Secretary of State Hillary Clinton's call for assault weapon ban in U.S. gets blasted by gun lobby
BY Richard Sisk
DAILY NEWS WASHINGTON BUREAU
Thursday, March 26th 2009
WASHINGTON - Secretary of State Clinton called for a new assault weapon ban in the U.S. on Thursday in hopes of cutting off arms flowing to Mexican drug gangs - and was immediately blasted by the gun lobby.
Clinton was naive in thinking that "if Americans give up their freedoms, that it's somehow going to affect the operations of the Mexican drug cartels," said National Rifle Association spokesman Andrew Arulanandam.
White House Press Secretary Robert Gibbs also signaled that President Obama wasn't itching for a fight with Congress to renew the assault weapon ban enacted by former President Bill Clinton.
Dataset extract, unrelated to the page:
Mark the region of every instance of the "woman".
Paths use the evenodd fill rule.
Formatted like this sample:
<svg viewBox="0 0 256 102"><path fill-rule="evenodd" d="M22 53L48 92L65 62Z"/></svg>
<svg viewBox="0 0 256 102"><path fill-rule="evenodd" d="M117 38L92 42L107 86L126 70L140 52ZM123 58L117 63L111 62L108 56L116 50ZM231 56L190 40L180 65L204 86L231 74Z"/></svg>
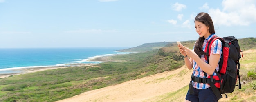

It expired in 2004.
Obama supported the ban during the campaign, Gibbs said, but "I don't know of any plans" for Obama to go immediately to Capitol Hill with new legislation.
On her two-day visit to Mexico, Clinton told MSNBC it'd be "a very heavy lift" to get Congress to take up the issue.
Under tight security yesterday in Monterrey, Mexico, Clinton said the drug-related violence along the border was "intolerable for honest, law-abiding citizens of Mexico, my country or of anywhere people of conscience live."
"We can worry about what's coming north," Clinton said, "but the Mexican people are worried about what's coming south: assault weapons, bazookas, grenades."
Mexican officials and newspapers hailed Clinton's blunt admissions that the "insatiable" appetite for drugs in the U.S. was contributing to the violence.